Boom de l'affiliation, ralentissement historique du social

L'affiliation et les comparateurs reprennent des couleurs, avec respectivement +9% et +15% au premier semestre de l'année comparé à la même période de l'année précédente, des chiffres qui contrastent avec les résultats moroses observés en 2022 quand les recettes de l'affiliation ont évolué de 5% et celles des comparateurs sont restées stables. L'explication reste la même : en période de crise, les annonceurs se rabattent sur des leviers particulièrement adaptés aux logiques de performance de court terme.

Pas de surprise là encore, malgré la décélération constatée un peu partout, le search, autre levier axé performance par excellence, a évolué de 8% au premier semestre (contre 13% en 2022 comparé à 2021), surtout grâce aux bonnes performances du retail search (+21% en S1 contre 39% sur l'année 2022), qui pèse désormais 16% des recettes du search.

Au total, le retail media demeure un levier à forte attractivité pour les annonceurs, au point que dès la prochaine édition de l'Observatoire il sera traité comme un canal à part entière, au même titre que le display, le search ou le social. Avec +15% le premier semestre de l'année (contre +30% en 2022 comparé à 2021), le retail media affiche une performance de loin supérieure à tous les autres leviers, y compris de celle du search classique hors retail (+5°) et du social, qui lui a enregistré seulement +3% au premier semestre. "Cette forte décélération du social est une première et s'explique sans doute par le fait que les annonceurs de la longue tail, qui assurent 80% des revenus de Meta, TikTok et Snapchat, ont un peu lâché ces plateformes pour se concentrer sur le search, qui est un levier à la performance plus facile à maîtriser", analyse Jean-Baptiste Rouet. Un comportement encore une fois favorisé par la crise économique.

Les moins bonnes performances du social et du search hors retail media n'ébranlent cependant pas les fondamentaux du marché publicitaire en France : comme un peu partout dans le monde, le trio Google-Meta-Amazon continue de capter la majorité des recettes, ici les deux tiers.

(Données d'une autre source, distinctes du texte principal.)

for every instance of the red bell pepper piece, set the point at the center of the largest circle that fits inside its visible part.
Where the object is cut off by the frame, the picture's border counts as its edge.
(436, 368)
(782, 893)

Leur part du gâteau est passée de 68% à 69% , tandis que la part de tous les autres acteurs réunis (soit plus de 100 acteurs recensés dans le cadre de cette étude) est restée stable. "Cette asymétrie m'interpelle fortement surtout quand vous considérez que 79% des investissements partent chez les acteurs non européens (essentiellement États-Unis et Chine), soit des plateformes nativement dataïsées travaillant en vase clos et proposant du low cost. Les annonceurs se tournent vers ces acteurs alors qu'en face les Européens améliorent constamment leur proposition de valeur (SPO, attention, brand safety, contexte, qualité référentiel carbone…). Notre alternative est beaucoup plus crédible", conclut la présidente du SRI.